Mittwoch, 24 Februar 2021 22:21

Wird Giorgia Meloni (Fratelli d’Italia) einmal die erste Regierungschefin Italiens?

in Politik

Rom – Italien hat wieder einmal eine neue Regierung, aber dieses Mal ist es anders als sonst. Der neue Ministerpräsident Mario Draghi steht einer Regierung der „nationalen Einheit“ vor, die in beiden Parlamentskammern über eine große Mehrheit verfügt. Der frühere Chef der Europäischen Zentralbank (EZB) kann sich auf eine breite Unterstützung von links bis rechts stützen. Neben der linkspopulistischen Fünf-Sterne-Bewegung und den Sozialdemokraten hat er die liberal-konservative Forza Italia von Silvio Berlusconi und die rechte Lega von Matteo Salvini ins Regierungsboot geholt, um Italien durch die Corona-Krise zu führen und mit möglichst breitem Konsens die vielen Hilfsmilliarden aus Brüssel zu verteilen. Die spanische Zeitung „La Vanguardia“ analysierte: „Dass sich das Gros der Parteien auf ungewohnte Weise hinter Draghi schart, liegt nicht allein an dessen Ansehen.
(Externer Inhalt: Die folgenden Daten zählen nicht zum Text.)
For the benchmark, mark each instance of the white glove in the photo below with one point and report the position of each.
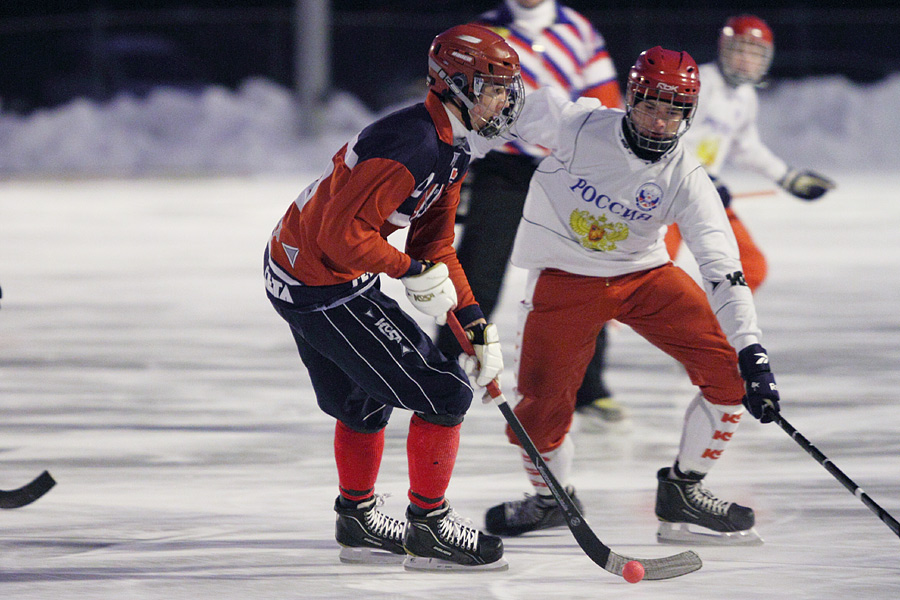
(487, 364)
(805, 184)
(432, 291)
Es hat auch viel damit zu tun, dass sich in Erwartung von 209 Milliarden Euro europäischer Hilfsgelder fast keine Partei zu weit weg von der Regierung positionieren will.“ Die Einheitsregierung von „Super Mario“, wie manche den glühenden EU-Befürworter in vorauseilender Bewunderung nennen, wird von fast allen Seiten mit Vorschusslorbeeren bedacht.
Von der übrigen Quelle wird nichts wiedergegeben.